In recent years, Japan's exploration of the solar system has garnered considerable attention, particularly the Hayabusa and Hayabusa2 missions. It should be noted that exploration efforts are underway across a wide range of celestial bodies, from Mercury to Jupiter. One such mission is the joint Japan‐Europe Mercury Exploration Mission, "BepiColombo," which is currently underway with the aim of reaching Mercury by the end of 2025. Another notable mission is the Venus Climate Orbiter "AKATSUKI," which overcame several challenges and was successfully inserted into Venus' orbit in 2015. It continues to operate to this day. Furthermore, there is the "MMX" mission, which aims to collect samples from Phobos, one of Mars' moons, and bring them back to Earth.
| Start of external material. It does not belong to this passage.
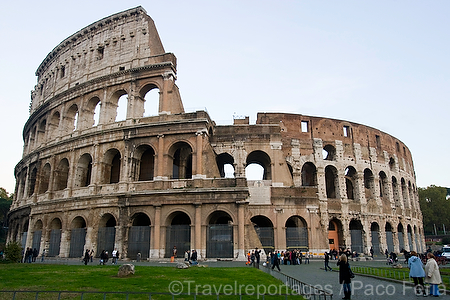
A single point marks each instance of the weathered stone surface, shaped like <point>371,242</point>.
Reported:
<point>125,270</point>
<point>326,183</point>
Regarding the moon, JAXA's "SLIM" mission aimed to demonstrate high‐precision soft‐landing technology. In the private sector, the lunar lander of the space venture company Ispace Inc. (Tokyo) carried out the "HAKUTO‐R" mission and made an attempt at a soft landing on the lunar surface on April 26th, 2023, but unfortunately failed.

In conclusion, as an author in my fifties, I hope that within my lifetime, humanity will discover scientific evidence of extraterrestrial life, even if I am unable to witness the existence of extraterrestrial life itself. We are now on the eve of the "Discovery of Extraterrestrial Life." At least, life would become a little more enjoyable if we entertained such thoughts. Akutagawa continued after the sentence mentioned at the beginning of the article: "Life on Mars may be coming to Ginza with the autumn wind again tonight." While I am not certain that they are in Ginza, there is a possibility of life on Mars, living quietly beneath the surface, even in the form of microorganisms.

An artist's impression of water erupting from Europa's surface. This image was released in 2013, captured by the Hubble Space Telescope, and indicates the presence of a subsurface ocean. Is there any possibility of life there?
(photo provided by NASA, ESA, and other organizations).

The more we come across news about solar system explorations such as JUICE, exoplanet observations, and theoretical research, the more our expectations grow. There may be compelling signs of life, but it is difficult to obtain confirmation because we cannot send spacecraft to exoplanets. Conversely, if the indications of life continue to be elusive, how can we detect them? To gain a profound understanding of life, comprehensive knowledge is required, linking information not only from various scientific and engineering disciplines but also from the humanities and social sciences. Collaboration across these fields is essential. Exploring extraterrestrial life will teach humanity the significance of our planet and offer a fresh perspective on how to improve our lives and make the most of the resources available to us.

An artist's impression of the JUICE spacecraft exploring Ganymede.
(photo provided by ESA).

(KUSAKA Takeo / Science Portal Editorial Office)
Original article was provided by the Science Portal and has been translated by Science Japan.